Line a large loaf pan or two small loaf pans with waxed paper. Mix honey in warm milk and set aside. Preheat the oven in 180°C. Whisk eggs in a large bowl using an electric hand-mixer, adding sugar gradually. Place the bowl over warm water in another large bowl and whisk eggs until becomes light yellow (almost white). Mix the milk and honey mixture in. Add sifted flour in the bowl and mix gently with a spatula. Pour the batter in lined loaf pan and tap the pan gently on the table to release any air bubbles.
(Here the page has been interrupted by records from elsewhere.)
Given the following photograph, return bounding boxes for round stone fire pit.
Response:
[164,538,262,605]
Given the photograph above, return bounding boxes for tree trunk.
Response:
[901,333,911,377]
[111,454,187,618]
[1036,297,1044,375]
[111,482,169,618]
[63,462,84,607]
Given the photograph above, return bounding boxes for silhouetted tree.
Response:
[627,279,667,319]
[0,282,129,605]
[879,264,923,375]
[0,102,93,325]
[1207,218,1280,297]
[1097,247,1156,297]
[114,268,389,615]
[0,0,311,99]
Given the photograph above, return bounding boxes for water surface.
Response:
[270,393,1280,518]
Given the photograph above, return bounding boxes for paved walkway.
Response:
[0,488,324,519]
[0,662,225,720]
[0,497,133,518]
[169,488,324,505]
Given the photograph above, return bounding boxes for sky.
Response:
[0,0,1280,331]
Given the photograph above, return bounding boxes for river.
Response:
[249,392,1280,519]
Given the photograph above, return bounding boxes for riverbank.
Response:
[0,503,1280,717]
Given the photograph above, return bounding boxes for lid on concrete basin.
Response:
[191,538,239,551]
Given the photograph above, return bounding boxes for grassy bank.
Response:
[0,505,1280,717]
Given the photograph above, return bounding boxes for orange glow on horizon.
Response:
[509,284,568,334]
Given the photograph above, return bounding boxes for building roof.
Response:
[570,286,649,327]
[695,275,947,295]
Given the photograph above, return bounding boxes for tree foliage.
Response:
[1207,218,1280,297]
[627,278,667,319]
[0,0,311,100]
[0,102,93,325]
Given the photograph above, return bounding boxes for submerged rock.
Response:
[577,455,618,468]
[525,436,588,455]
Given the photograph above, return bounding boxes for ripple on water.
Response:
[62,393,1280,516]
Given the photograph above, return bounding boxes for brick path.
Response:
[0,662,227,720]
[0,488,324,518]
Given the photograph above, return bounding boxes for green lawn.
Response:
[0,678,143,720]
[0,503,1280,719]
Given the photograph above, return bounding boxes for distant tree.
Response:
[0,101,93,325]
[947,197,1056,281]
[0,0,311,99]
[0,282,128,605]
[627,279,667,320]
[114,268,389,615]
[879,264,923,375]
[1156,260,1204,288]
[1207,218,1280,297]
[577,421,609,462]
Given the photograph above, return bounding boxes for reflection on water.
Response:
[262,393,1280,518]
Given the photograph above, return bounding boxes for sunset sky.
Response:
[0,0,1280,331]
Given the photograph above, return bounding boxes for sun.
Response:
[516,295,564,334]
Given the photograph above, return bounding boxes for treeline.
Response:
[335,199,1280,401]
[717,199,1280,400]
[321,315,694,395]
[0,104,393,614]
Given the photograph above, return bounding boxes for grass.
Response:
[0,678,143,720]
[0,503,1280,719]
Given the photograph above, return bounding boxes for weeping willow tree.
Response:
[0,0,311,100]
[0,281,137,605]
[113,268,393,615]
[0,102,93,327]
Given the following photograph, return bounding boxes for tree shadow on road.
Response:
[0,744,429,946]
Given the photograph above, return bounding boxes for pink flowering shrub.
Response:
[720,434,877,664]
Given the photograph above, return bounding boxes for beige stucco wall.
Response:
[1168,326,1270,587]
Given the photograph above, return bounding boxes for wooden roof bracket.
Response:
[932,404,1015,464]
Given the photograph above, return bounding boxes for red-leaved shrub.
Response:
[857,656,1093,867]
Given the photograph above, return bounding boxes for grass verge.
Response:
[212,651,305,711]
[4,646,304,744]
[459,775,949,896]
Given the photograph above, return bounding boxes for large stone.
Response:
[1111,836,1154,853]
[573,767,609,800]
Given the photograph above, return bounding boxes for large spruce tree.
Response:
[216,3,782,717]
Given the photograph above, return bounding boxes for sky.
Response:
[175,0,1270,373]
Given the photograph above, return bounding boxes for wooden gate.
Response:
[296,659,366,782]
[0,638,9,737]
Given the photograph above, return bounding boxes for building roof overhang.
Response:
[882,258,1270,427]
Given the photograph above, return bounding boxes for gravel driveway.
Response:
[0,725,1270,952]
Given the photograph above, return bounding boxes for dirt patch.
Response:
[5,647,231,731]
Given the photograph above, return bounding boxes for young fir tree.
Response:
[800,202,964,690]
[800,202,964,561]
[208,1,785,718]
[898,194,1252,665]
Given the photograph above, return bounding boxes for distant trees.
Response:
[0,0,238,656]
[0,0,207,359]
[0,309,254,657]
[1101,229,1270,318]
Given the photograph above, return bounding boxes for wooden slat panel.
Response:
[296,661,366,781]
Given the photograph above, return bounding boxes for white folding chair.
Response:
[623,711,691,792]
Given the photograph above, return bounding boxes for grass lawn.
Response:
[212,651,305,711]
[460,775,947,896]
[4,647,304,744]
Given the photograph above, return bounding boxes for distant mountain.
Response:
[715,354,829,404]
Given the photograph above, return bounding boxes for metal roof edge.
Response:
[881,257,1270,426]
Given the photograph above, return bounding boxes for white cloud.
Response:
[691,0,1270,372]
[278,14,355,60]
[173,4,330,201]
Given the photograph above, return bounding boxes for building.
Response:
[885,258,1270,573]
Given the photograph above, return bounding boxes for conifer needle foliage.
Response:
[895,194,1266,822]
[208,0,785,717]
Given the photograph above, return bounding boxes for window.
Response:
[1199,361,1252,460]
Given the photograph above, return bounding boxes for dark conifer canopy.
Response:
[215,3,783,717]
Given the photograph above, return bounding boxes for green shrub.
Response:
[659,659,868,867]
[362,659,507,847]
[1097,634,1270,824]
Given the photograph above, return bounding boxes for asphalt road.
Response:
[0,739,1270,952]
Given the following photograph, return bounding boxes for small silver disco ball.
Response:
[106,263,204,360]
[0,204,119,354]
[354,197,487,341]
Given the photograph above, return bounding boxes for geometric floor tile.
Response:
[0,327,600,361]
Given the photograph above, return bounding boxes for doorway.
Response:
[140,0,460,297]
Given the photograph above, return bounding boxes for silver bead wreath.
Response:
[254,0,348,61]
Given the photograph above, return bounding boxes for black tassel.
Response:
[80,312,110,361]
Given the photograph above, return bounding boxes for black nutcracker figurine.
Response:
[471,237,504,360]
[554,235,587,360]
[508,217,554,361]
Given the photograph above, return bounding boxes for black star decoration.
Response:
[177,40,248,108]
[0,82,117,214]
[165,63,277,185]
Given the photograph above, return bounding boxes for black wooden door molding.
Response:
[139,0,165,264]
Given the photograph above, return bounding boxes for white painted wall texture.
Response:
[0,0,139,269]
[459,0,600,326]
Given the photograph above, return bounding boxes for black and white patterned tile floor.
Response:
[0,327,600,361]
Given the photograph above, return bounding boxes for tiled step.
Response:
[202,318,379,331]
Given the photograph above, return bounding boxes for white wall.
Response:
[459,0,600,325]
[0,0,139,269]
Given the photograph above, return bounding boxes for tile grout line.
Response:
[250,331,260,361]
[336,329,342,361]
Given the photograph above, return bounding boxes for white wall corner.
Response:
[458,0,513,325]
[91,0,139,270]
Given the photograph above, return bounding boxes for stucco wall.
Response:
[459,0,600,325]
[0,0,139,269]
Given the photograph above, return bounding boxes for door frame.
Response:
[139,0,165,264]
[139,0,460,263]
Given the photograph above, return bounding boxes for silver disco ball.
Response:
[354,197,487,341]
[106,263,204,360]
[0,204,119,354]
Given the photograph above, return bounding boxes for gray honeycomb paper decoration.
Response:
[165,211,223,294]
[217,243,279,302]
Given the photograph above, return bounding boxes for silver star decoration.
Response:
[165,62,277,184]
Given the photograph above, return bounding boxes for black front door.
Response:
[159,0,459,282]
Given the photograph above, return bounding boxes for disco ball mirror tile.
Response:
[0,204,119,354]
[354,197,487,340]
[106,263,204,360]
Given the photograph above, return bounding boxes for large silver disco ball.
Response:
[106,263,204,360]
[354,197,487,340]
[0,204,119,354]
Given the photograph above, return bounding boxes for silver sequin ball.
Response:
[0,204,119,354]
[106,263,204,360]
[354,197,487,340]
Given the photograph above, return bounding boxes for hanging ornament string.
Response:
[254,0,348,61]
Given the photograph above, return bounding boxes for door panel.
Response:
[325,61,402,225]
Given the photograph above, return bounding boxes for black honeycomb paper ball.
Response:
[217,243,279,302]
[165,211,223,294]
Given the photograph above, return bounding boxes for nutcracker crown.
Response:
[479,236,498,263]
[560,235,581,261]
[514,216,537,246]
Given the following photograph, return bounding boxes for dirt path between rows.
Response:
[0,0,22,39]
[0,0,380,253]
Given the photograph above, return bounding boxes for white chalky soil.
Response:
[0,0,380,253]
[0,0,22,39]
Bake at 180°C for about 10 m and turn down oven to 135°C and bake for about 40 m, or until done. To check if the cake is done, poke it with a bamboo skewer. If the skewer comes out clean it's done. Flip the pan upside down on a cooking sheet or platter and remove the pan from the kasutera.
Remove the waxed paper and cool the kasutera. Wrap it with plastic wrap until the next day. It tastes better the next day. Cut the kasutera into 2 cm thick slices.

Kasutera is a delicious sponge cake made from a few ingredients. It was imported by Portuguese to Nagasaki, Japan in the 16th century. The word "castella" originated from Portuguese "pao de Castella" which means bread from Castilla.